Back to projects

Forecasting Workflow

Energy Forecast Pipeline

Energy-market analysis and forecasting workflow combining cloud storage, orchestration, transformation, modeled warehouse layers, Prophet forecasts, and BI delivery.

Energy Forecast Pipeline cover

Overview

Energy Forecast Pipeline is an end-to-end technical project for Germany energy-market data.
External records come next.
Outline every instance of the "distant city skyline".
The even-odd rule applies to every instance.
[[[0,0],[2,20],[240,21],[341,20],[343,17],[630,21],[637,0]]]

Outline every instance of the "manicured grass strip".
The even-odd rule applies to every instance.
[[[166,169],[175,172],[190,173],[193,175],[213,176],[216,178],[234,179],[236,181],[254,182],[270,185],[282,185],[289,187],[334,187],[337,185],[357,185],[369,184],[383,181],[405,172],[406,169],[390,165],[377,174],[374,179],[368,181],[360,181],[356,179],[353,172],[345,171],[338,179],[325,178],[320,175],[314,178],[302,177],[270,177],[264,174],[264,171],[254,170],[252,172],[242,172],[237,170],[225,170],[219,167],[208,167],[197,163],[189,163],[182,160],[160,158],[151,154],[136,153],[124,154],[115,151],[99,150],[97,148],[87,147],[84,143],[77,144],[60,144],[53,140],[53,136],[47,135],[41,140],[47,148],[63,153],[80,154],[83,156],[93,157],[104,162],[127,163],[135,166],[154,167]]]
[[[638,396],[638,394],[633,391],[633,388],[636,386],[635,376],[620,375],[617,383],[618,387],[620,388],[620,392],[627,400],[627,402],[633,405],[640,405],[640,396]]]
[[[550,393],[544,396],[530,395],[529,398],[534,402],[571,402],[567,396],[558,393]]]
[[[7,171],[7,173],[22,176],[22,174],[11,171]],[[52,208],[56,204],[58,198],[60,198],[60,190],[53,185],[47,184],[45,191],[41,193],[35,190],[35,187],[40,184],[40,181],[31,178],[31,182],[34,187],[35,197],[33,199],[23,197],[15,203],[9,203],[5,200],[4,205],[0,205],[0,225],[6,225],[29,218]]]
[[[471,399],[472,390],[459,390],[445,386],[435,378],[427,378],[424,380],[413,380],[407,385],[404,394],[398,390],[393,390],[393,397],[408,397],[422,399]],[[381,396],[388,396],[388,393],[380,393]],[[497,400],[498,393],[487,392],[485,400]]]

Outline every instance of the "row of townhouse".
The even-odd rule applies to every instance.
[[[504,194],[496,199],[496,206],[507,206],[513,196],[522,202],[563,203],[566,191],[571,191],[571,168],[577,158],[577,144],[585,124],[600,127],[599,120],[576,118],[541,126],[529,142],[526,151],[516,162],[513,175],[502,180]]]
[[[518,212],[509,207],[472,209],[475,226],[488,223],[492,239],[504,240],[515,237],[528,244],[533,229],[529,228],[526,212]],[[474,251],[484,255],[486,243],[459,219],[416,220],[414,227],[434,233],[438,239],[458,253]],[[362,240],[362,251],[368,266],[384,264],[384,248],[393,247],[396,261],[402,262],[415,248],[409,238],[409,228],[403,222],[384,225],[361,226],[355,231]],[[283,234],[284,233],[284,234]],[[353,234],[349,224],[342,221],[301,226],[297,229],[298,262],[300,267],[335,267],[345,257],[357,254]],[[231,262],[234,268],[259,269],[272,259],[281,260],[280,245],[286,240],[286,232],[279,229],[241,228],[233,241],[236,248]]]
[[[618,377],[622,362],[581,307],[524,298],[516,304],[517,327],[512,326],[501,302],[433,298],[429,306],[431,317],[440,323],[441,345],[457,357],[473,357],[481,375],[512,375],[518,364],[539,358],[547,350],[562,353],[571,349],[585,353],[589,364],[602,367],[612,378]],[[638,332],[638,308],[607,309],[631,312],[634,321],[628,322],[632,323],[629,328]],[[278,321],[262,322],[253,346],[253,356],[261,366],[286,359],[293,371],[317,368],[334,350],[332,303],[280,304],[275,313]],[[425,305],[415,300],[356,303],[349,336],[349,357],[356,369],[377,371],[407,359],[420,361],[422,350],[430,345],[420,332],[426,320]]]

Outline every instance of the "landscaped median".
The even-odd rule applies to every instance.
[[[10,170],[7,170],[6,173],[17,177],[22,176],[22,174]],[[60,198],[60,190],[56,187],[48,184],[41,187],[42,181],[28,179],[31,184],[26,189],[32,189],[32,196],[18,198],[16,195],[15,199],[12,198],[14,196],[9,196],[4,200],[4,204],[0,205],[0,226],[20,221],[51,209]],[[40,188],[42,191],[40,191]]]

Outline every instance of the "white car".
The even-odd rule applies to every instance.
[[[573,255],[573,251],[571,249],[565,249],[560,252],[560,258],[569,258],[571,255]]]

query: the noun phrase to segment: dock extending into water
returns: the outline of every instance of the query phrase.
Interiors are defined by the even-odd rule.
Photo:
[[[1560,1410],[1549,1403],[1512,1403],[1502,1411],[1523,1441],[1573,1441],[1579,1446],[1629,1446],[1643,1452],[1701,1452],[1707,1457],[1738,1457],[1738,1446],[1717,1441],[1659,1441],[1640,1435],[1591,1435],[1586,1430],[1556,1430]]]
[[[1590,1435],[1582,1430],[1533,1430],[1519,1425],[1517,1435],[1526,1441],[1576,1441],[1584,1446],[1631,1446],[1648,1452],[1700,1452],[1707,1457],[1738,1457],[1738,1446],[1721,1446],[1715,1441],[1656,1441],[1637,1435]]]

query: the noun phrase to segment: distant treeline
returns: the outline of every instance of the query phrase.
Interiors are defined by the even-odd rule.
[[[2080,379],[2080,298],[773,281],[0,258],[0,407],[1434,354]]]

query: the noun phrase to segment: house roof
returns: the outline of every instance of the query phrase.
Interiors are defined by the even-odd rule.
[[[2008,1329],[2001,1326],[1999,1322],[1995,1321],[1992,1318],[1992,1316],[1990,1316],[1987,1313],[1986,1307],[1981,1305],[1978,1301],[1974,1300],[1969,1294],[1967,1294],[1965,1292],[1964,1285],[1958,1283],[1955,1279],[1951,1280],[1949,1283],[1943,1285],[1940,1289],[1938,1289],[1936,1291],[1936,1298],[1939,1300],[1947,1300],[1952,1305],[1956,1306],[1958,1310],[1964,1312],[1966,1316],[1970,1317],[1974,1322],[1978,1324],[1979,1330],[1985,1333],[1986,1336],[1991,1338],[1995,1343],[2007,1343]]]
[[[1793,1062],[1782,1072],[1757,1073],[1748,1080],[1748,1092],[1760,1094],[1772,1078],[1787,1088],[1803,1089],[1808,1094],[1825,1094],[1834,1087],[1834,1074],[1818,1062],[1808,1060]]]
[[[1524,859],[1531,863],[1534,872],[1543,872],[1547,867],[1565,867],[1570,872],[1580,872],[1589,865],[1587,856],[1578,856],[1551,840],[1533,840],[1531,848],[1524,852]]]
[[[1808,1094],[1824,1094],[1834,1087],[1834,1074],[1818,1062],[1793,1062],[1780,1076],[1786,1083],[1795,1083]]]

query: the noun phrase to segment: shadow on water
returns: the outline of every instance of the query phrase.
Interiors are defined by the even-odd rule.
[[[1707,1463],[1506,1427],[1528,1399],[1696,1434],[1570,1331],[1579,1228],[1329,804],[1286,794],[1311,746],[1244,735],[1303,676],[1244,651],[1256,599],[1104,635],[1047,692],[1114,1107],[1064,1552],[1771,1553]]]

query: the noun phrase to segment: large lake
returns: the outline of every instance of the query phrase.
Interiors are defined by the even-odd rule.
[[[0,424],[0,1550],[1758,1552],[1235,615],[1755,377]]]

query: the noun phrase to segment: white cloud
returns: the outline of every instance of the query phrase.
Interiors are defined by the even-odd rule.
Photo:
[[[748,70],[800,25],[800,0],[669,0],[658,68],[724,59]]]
It demonstrates how raw energy time-series data can move through ingestion, storage, transformation, modeling, forecasting, and dashboard delivery.

The project is intentionally built as a full pipeline rather than a single notebook.

Problem

Energy analysis requires clean time-series data, reliable transformations, forecast-ready aggregates, and dashboards that help stakeholders understand load, solar, wind, and demand trends.

Solution

Terraform provisions cloud resources, Airflow coordinates data movement, PySpark prepares the energy dataset, BigQuery stores analytical tables, dbt builds modeled marts, Prophet generates future load forecasts, and Power BI presents the final dashboard.

Technical Highlights

  • Data lake structure with raw, clean, and forecast zones in GCS.
  • Airflow DAGs for upload and BigQuery transfer workflows.
  • PySpark transformation of Germany load, solar, wind, and regional transmission fields.
  • dbt staging and mart models for daily load and renewable generation summaries.
  • Prophet forecasting using solar and wind regressors.
  • Power BI reporting over historical and forecast outputs.

Architecture

The workflow follows this path:

  1. Upload raw hourly energy CSV data to GCS.
  2. Transform with PySpark.
  3. Load clean data into BigQuery.
  4. Build dbt staging and mart models.
  5. Generate Prophet forecasts.
  6. Upload and load forecast output.
  7. Present historical trends and future demand through Power BI.

Future Improvements

  • Add dbt tests and source freshness checks.
  • Add CI validation for DAG imports and SQL compilation.
  • Containerize the PySpark transformation step.
  • Add forecast-drift monitoring.